The episode features heavy usage of special effects to create the interior of the Dreamatorium. In a PaleyFest panel, several cast and crew members explained that the challenges of filming the episode led to concerns during production about the result.

== Reception ==
=== Ratings ===
In its original broadcast, the episode was seen by 2.77 million American viewers and achieved a 1.3/5 in the 18-49 demographics. The show placed fourth in its time slot behind American Idol, a repeat of The Big Bang Theory, and Missing.

=== Reviews ===
The episode received mostly positive reviews. Robert Canning of IGN gave it 9 out of 10, denoting an "amazing" episode. He appreciated that the show embraced its own way of telling stories with the characters, writing that it "might turn off the casual viewer, but it's exactly the kind of episode fans love to see." Emma Matthews of Den of Geek agreed that the episode would not earn the show any new fans but enjoyed both the exploration into Abed's mindset and many of the episode's smaller jokes. Emily VanDerWerff of The A.V. Club gave the episode an A, likening it to another serious, character-driven episode, season 2's "Critical Film Studies". She appreciated the connection between Annie and Abed and enjoyed Annie's characterization, which she felt had been weakening since season 2. Bill Wyman of Slate described the episode as "Tron meets Shutter Island meets Inception meets … Gray's Anatomy [sic]" and liked the episode's commentary on relationships and the complexities of sitcoms.
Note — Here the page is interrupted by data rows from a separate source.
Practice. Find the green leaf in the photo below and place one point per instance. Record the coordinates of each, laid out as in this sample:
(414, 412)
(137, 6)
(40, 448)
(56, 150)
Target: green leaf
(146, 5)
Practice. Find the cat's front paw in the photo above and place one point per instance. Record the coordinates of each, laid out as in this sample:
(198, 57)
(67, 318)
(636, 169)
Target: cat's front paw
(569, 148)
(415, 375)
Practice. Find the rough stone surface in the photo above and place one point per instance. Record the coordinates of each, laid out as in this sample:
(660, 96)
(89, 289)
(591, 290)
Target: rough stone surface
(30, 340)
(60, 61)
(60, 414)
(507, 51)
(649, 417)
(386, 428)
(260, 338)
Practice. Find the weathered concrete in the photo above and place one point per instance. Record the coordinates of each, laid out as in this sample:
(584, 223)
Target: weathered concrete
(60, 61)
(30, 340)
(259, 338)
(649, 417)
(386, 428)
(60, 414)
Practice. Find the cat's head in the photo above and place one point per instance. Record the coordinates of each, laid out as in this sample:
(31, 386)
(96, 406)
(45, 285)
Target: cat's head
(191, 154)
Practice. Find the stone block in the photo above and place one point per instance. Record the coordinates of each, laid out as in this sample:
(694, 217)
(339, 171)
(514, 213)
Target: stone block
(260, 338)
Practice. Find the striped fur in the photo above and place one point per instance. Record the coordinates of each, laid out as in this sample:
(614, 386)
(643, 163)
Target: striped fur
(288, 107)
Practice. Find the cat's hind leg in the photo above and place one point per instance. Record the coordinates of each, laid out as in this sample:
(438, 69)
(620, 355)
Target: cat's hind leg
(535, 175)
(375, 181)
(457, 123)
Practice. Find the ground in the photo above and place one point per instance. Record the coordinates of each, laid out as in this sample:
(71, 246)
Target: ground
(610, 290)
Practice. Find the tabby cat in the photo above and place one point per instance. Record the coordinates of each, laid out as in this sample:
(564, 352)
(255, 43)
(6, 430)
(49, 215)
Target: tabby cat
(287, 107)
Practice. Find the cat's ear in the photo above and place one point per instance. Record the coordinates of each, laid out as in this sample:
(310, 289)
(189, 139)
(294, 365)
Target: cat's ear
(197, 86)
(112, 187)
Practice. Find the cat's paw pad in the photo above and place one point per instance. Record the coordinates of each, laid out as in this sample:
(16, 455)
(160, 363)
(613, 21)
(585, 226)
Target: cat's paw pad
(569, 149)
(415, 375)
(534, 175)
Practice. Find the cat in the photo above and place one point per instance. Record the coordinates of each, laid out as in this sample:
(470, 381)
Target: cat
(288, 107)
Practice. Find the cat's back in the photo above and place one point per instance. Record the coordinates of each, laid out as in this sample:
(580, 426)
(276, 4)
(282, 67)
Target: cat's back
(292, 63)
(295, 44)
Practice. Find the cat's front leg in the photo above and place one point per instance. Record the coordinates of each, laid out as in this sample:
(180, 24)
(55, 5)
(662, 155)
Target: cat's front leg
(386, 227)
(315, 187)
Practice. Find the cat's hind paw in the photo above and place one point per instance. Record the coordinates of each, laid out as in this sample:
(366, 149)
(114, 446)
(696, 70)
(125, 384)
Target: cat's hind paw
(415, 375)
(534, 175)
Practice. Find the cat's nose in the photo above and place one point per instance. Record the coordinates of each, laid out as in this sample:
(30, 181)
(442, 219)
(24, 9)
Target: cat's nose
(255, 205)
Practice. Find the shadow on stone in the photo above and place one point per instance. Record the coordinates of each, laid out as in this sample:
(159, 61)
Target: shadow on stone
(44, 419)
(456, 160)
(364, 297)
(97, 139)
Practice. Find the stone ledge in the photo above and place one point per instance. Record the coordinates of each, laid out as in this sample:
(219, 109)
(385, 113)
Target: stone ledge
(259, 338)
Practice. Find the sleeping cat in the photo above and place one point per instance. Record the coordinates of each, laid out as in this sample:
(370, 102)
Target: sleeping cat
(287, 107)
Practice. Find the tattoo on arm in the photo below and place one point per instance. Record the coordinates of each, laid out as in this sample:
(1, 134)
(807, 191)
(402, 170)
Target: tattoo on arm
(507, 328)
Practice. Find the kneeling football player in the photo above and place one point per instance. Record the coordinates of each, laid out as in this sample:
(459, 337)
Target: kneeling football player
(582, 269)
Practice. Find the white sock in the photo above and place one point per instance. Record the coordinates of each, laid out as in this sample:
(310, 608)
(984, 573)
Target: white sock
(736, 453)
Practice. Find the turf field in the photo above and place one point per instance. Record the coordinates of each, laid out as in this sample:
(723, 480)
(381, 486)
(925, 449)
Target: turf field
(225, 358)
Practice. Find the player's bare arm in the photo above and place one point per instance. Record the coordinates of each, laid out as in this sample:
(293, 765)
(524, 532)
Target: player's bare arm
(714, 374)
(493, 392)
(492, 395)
Some critics were more ambivalent about the episode. Sean Gandert of Paste gave the episode a rating of 8.0 and found the format to be well-executed but criticized the show for making Abed self-centered, which seemed contradictory to his actions during the previous three seasons. Joshua Kurp of Vulture respected and admired the show's efforts, but he found the lack of a centerpiece scene or a strong emotional climax to be problematic. Alan Sepinwall of Uproxx found it to be "a strange episode, and not an especially funny one", but he did enjoy what the episode had to say about Abed and Annie.